We've tried over and over to even set up a call but he won't talk to them. His gf has told him to not see them on many occasions and he obeys her.

We almost lost our house and became homeless and asked for a $400 loan (he has over $100,000 in savings). He said no because she wanted a new purse and "good luck". He has no good intentions and were done giving him chance after chance.

Quoting iamcafemom83: That really stinks for the kids.
It seems fil has made his choice. He has chosen the gf over the kids.
Does she have to come to every event? Woukd it be possible to see him when she is working or elsewhere?

I would tell the kids granpa loves them very much but right now, it is hard to visit with him.

I would leave the door open for fil. I don't think there is a need to cut him out of your life, completely. Distance, yes. But don't close the door completely.

Surround the kids with those who love and enjoy their company.
Anonymous
by Anonymous - Original Poster on May. 10, 2014 at 4:00 AM
We tried very very hard to like his gf. She just has this "vibe" about her....but we tried. Her slapping our child was pretty much the last straw as far as she went. I know some don't understand why were upset at how distant he's become, but they have no idea I guess just how close he was with the kids before gf.

Quoting curvygurl1912: I am sorry for your kids, momma. That is sad.

Quoting Anonymous: Exactly. He came over last week after not coming in almost a year (he lives down the street). The kids were ecstatic and happy. When he had to leave and I told them to say bye they just stood together, straight faced eyes fixed on the floor.
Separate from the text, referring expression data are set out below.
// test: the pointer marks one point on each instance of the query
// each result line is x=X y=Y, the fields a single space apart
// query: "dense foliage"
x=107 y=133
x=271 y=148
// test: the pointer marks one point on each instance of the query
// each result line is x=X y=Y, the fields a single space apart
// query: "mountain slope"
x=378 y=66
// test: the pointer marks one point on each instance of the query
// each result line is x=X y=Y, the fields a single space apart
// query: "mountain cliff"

I told them to hug grandpa since he was leaving and they just walked and stood by him, he "hugged" them and they walked off. After I closed the front door I went to find them and they were on their beds crying. Dh has told him over and over, we don't care what he does to use but he won't hurt our kids. This was the final straw.

We are moving and have no plans on letting him know, or giving him our new address.
Before his gf he would ask them to come over every single day to see them and have a snack. He would take them shopping, to events, we went to dinner every Friday, then IHOP or Denny's and the movies on Sunday. He was a constant in their life that just dropped off the planet.
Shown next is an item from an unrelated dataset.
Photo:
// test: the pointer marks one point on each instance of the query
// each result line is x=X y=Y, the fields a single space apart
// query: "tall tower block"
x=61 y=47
Quoting curvygurl1912: When someone has shown you that they will hurt your child, the best thing to do is to just keep them away. They will get over it in time, but not if the hurt is allowed to continue. I have been through it with my child so I know how much it hurts you when your child says things like that to you.
iamcafemom83
by Ruby Member on May. 10, 2014 at 4:01 AM
So they are having kids together?
Guess she isn't going anywhere any time soon:(
Well seeing that it's more than just him ignoring the kids, I don't blame you all for letting go. It really is too bad that you can't even have dinner together. Wonder what her deal is?


Quoting Anonymous: He won't go anywhere without her (and her three kids..well soon to be 4).

He passes our house everyday.
He works in a machine shop, and its not safe to bring kids in.

We've tried over and over to even set up a call but he won't talk to them. His gf has told him to not see them on many occasions and he obeys her.

We almost lost our house and became homeless and asked for a $400 loan (he has over $100,000 in savings). He said no because she wanted a new purse and "good luck". He has no good intentions and were done giving him chance after chance.

Quoting iamcafemom83: That really stinks for the kids.
It seems fil has made his choice. He has chosen the gf over the kids.
Does she have to come to every event? Woukd it be possible to see him when she is working or elsewhere?

I would tell the kids granpa loves them very much but right now, it is hard to visit with him.

I would leave the door open for fil. I don't think there is a need to cut him out of your life, completely. Distance, yes. But don't close the door completely.

Surround the kids with those who love and enjoy their company.